What is the situation on Linux? There are MIDI applications. There are many operating system MIDI drivers (ALSA). Some software synths and free SoundFonts are also available. What is missing? Distributions gathering all the required pieces, putting them together and easing the task of setting up Linux for MIDI usage out of the box. It is their job, after all.


  1. How do you suggest doing that? I am part of the multimedia team in Debian, and always wanted things to work out of the box, but I do not have that much midi experience with Linux, and I don't think starting a timidity server for each user is practical...

  2. A big question to answer in a single comment, Felipe. As a starting point: I think that a MIDI synth would be preferred as a session service, optional per user, instead of a system wide service. A system wide service is currently provided by the Debian package timidity-daemon.

  3. Actually you are only half-right :)
    What you are right about is that there is very little help available in terms of MIDI on Linux, but once you know how - it's as easy at 1-2-3
    More over, according to my experience, setting up MIDI under Linux is much easier then under Windows Vista, or 7 (where MS decided to remove MIDI support).
    All you really need are:
    1. fluidsynth - available prepackaged for all major distros
    2. soundfont - many distros do package fluidsynth's default soundfont, called "fluid" which sounds significantly better then MS's GM table.
    3. qsynth - a qt4 based frontend to control fluid.
    That's all :) Once all is installed, simply type "qsynth" into Kickoff search field and start it up. From there on you have a full MIDI support available to each and every app (including Wine based) that requires it :)
    I myself am a big MIDI fan, and have a huge collection of karaoke. That's how I know about all this.
    Hope this helps.

  4. I'm terribly sorry about my previous post, but it seems I have made a mistake there :/ 'Fluid' is not packaged with Fluidsynth, nor has anything to do with the later. But it's avalable under Ubuntu "fluid-soundfont-gs", or from here http://soundfonts.homemusician.net/
    It's quite large, but fluidsynth handles it quite well, and it produces amazing sound.

  5. But how easy is it to set up external MIDI devices as playback? For example, I've got a pile of hardware synthesizers next to my desk. How do I configure things to play through one of those instead of via fluid/timidity/... ?
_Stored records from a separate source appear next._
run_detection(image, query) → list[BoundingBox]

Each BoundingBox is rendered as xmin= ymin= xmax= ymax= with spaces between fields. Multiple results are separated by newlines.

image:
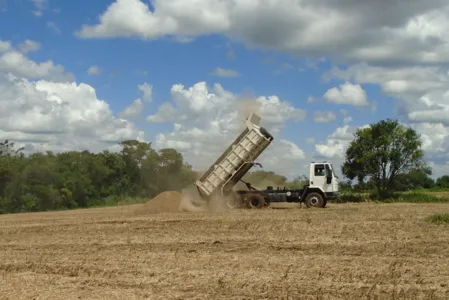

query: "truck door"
xmin=312 ymin=164 xmax=334 ymax=192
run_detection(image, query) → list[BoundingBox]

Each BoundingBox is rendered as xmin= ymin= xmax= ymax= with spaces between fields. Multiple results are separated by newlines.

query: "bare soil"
xmin=134 ymin=191 xmax=181 ymax=215
xmin=0 ymin=204 xmax=449 ymax=299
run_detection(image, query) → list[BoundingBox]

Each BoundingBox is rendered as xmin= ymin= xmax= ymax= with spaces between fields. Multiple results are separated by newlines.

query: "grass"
xmin=428 ymin=214 xmax=449 ymax=224
xmin=335 ymin=190 xmax=449 ymax=203
xmin=0 ymin=203 xmax=449 ymax=299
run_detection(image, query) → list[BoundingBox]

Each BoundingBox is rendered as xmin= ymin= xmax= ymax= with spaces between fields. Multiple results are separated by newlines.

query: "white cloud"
xmin=211 ymin=68 xmax=240 ymax=77
xmin=87 ymin=66 xmax=101 ymax=76
xmin=323 ymin=82 xmax=369 ymax=106
xmin=121 ymin=82 xmax=153 ymax=118
xmin=313 ymin=111 xmax=337 ymax=123
xmin=315 ymin=125 xmax=357 ymax=159
xmin=19 ymin=40 xmax=41 ymax=53
xmin=47 ymin=21 xmax=61 ymax=33
xmin=123 ymin=98 xmax=143 ymax=117
xmin=0 ymin=40 xmax=12 ymax=53
xmin=137 ymin=82 xmax=153 ymax=102
xmin=147 ymin=82 xmax=306 ymax=176
xmin=31 ymin=0 xmax=48 ymax=17
xmin=0 ymin=41 xmax=144 ymax=152
xmin=0 ymin=73 xmax=143 ymax=151
xmin=340 ymin=109 xmax=352 ymax=124
xmin=76 ymin=0 xmax=449 ymax=64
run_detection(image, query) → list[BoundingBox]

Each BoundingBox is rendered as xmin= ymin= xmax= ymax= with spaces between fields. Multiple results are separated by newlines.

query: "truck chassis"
xmin=227 ymin=180 xmax=337 ymax=209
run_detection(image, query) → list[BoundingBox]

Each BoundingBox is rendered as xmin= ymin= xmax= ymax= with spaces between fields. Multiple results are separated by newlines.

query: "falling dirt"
xmin=133 ymin=189 xmax=231 ymax=215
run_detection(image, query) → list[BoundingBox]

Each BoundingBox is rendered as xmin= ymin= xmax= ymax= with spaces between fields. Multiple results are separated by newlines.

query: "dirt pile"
xmin=136 ymin=191 xmax=182 ymax=214
xmin=134 ymin=189 xmax=231 ymax=215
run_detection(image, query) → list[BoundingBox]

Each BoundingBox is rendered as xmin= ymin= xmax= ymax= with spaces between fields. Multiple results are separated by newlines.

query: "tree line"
xmin=0 ymin=140 xmax=304 ymax=214
xmin=0 ymin=140 xmax=197 ymax=213
xmin=0 ymin=119 xmax=449 ymax=213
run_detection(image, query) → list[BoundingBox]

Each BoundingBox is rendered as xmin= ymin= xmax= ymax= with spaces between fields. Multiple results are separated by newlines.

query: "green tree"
xmin=342 ymin=119 xmax=426 ymax=198
xmin=436 ymin=175 xmax=449 ymax=188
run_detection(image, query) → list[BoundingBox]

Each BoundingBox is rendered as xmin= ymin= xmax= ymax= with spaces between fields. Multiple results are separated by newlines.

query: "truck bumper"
xmin=326 ymin=192 xmax=340 ymax=200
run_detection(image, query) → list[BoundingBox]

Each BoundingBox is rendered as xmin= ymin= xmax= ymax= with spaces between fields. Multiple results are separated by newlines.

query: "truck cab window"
xmin=315 ymin=165 xmax=325 ymax=176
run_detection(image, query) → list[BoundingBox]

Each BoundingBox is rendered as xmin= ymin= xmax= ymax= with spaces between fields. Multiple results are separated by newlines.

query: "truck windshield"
xmin=330 ymin=164 xmax=338 ymax=178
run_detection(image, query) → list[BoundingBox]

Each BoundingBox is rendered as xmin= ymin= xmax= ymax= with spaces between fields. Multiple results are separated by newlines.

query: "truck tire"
xmin=246 ymin=194 xmax=265 ymax=209
xmin=305 ymin=192 xmax=326 ymax=208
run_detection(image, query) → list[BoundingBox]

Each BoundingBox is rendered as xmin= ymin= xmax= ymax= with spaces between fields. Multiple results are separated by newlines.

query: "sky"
xmin=0 ymin=0 xmax=449 ymax=178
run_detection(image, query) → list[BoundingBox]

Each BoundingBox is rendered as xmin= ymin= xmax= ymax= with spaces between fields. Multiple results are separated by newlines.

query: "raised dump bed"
xmin=195 ymin=113 xmax=273 ymax=199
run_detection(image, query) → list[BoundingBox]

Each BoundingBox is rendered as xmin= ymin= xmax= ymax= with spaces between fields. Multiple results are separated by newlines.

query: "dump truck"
xmin=191 ymin=113 xmax=339 ymax=208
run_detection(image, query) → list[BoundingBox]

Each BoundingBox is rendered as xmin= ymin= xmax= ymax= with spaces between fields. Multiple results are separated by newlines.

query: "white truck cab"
xmin=309 ymin=162 xmax=340 ymax=200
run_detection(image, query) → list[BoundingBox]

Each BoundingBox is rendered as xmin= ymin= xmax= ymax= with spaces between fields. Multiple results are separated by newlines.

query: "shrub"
xmin=387 ymin=192 xmax=449 ymax=203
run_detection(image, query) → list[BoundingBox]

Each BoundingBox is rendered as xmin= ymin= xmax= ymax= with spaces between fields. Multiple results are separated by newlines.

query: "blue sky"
xmin=0 ymin=0 xmax=447 ymax=178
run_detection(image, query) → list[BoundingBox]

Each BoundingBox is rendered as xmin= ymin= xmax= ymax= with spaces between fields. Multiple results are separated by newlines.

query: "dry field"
xmin=0 ymin=204 xmax=449 ymax=299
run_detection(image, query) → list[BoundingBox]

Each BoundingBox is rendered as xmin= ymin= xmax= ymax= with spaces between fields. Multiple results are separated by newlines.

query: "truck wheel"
xmin=246 ymin=194 xmax=265 ymax=208
xmin=305 ymin=193 xmax=326 ymax=208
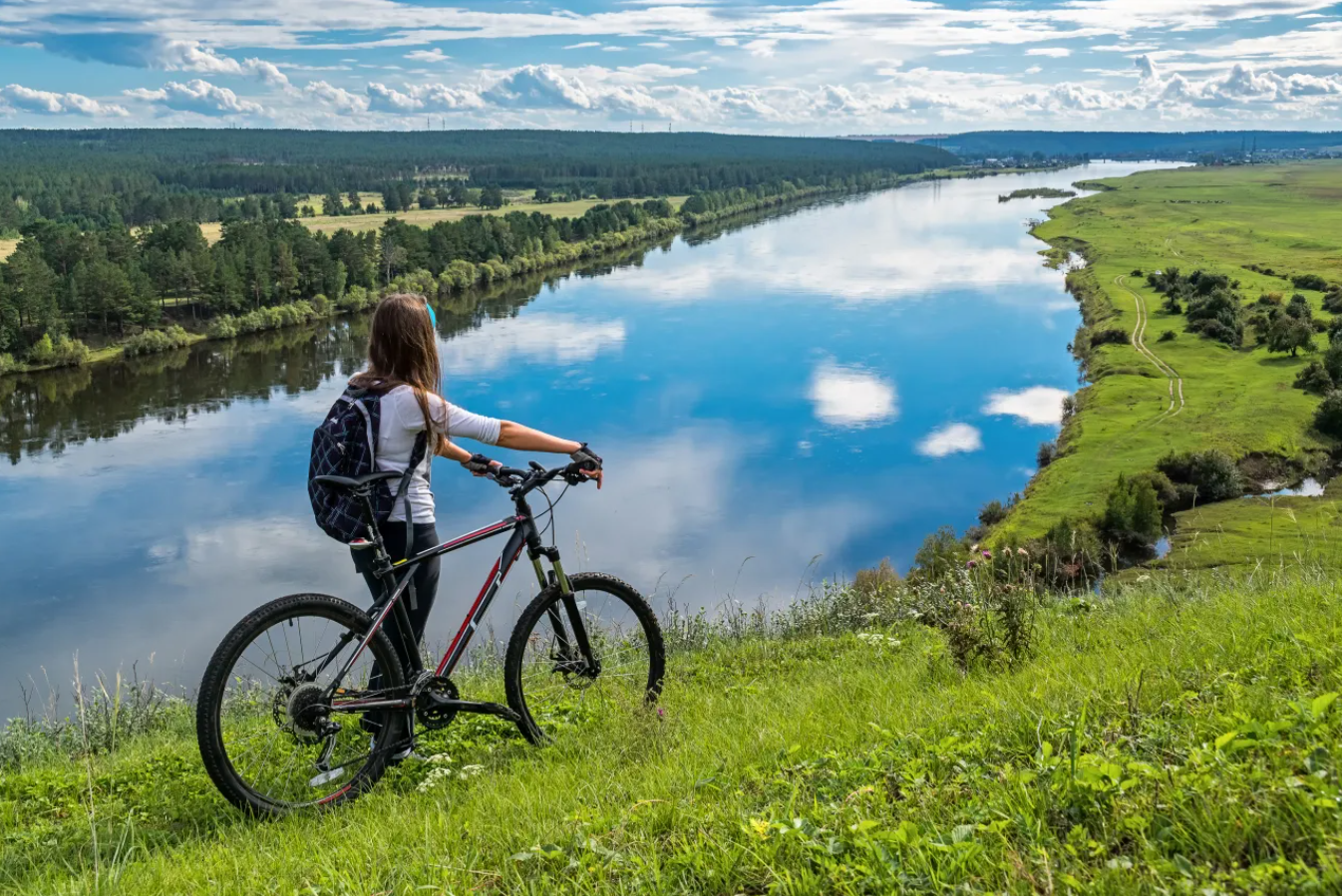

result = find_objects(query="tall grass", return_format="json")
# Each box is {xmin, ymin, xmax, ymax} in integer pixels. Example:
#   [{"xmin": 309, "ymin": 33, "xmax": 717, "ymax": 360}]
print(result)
[{"xmin": 0, "ymin": 566, "xmax": 1342, "ymax": 893}]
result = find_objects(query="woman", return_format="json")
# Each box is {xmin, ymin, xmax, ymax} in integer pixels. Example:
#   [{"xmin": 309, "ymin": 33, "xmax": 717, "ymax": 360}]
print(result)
[{"xmin": 350, "ymin": 294, "xmax": 601, "ymax": 692}]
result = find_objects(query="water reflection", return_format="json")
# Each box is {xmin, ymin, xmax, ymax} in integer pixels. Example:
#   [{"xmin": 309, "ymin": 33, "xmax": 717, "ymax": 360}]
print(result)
[
  {"xmin": 0, "ymin": 167, "xmax": 1175, "ymax": 715},
  {"xmin": 811, "ymin": 361, "xmax": 899, "ymax": 427}
]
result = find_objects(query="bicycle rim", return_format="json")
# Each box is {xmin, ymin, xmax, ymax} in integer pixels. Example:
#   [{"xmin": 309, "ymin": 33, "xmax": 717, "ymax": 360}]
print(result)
[
  {"xmin": 507, "ymin": 575, "xmax": 663, "ymax": 742},
  {"xmin": 203, "ymin": 601, "xmax": 403, "ymax": 813}
]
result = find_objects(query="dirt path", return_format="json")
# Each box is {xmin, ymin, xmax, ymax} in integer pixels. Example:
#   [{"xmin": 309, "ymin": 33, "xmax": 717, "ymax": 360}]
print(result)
[{"xmin": 1114, "ymin": 275, "xmax": 1186, "ymax": 423}]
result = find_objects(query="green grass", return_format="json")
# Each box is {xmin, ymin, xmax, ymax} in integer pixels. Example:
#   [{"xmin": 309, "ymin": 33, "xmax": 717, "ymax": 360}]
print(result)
[
  {"xmin": 298, "ymin": 195, "xmax": 686, "ymax": 233},
  {"xmin": 13, "ymin": 570, "xmax": 1342, "ymax": 893},
  {"xmin": 1005, "ymin": 162, "xmax": 1342, "ymax": 554}
]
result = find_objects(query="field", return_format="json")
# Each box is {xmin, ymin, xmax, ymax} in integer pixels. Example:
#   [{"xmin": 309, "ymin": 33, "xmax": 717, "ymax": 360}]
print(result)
[
  {"xmin": 298, "ymin": 195, "xmax": 686, "ymax": 233},
  {"xmin": 0, "ymin": 569, "xmax": 1342, "ymax": 895},
  {"xmin": 1007, "ymin": 162, "xmax": 1342, "ymax": 565}
]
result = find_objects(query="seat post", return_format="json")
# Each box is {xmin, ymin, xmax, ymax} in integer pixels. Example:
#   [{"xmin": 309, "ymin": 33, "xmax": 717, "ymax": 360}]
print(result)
[{"xmin": 358, "ymin": 491, "xmax": 392, "ymax": 578}]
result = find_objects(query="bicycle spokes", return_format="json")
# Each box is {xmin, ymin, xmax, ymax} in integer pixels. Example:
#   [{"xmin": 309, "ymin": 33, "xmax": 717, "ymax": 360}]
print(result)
[{"xmin": 220, "ymin": 616, "xmax": 388, "ymax": 804}]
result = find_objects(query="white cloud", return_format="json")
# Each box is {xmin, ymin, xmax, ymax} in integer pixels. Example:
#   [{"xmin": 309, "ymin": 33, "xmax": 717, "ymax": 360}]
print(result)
[
  {"xmin": 405, "ymin": 47, "xmax": 451, "ymax": 62},
  {"xmin": 0, "ymin": 85, "xmax": 131, "ymax": 118},
  {"xmin": 125, "ymin": 78, "xmax": 266, "ymax": 117},
  {"xmin": 984, "ymin": 387, "xmax": 1071, "ymax": 427},
  {"xmin": 918, "ymin": 423, "xmax": 984, "ymax": 457},
  {"xmin": 442, "ymin": 313, "xmax": 625, "ymax": 377},
  {"xmin": 808, "ymin": 361, "xmax": 899, "ymax": 427}
]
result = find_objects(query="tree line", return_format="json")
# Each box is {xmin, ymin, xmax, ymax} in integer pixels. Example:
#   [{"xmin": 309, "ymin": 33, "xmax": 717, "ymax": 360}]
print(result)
[
  {"xmin": 0, "ymin": 178, "xmax": 871, "ymax": 364},
  {"xmin": 0, "ymin": 129, "xmax": 955, "ymax": 235}
]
  6. @it-s: You have not bothered to look at the linked tutorial. And that's the problem: How is it supposed that a new user knows the names of all those packages you need to install? Not to mention the soundfont. FluidR3 weighs no less than 140 megabytes! And it is the only SF2 packaged in Debian and Ubuntu! Users of SB Live! or Audigy cards can't load it. Indeed, the package "awesfx" in Debian does not include the scripts and udev rules to load automatically SF2 files at startup, and the packaged version is old. FluidSynth just released a new version 1.1.1 a few days ago, let's see how much time takes to be accepted. The last published version of TiMidity++ is five years old. QSynth is labeled as an "orphan" package, which can not be good ...

  7. @ocularsinister: it is pretty easy, it is mentioned in the linked tutorial. I use several USB MIDI interfaces, well supported by ALSA. Edirol um-1 is prized under $60, and M-Audio midisport uno is around $40. Those small adapters are ideal for laptops, but there are also bigger devices with 2,3,4 MIDI ports. ALSA module for all of them is snd-usb-audio, and it is auto-loaded when the interface is plugged in.

  8. @Pedro Thanks for posting this. I've got those M-Audio midisport uno devices, and they're indeed recognized without any hassle (Debian Sid here). I am only looking for a good OSS sequencer that handles both MIDI and audio recordings properly.
    I've often run into issues with several programs (crashes, problems with multi-track recording, ..). If anyone has good experience in that, that's always welcome info!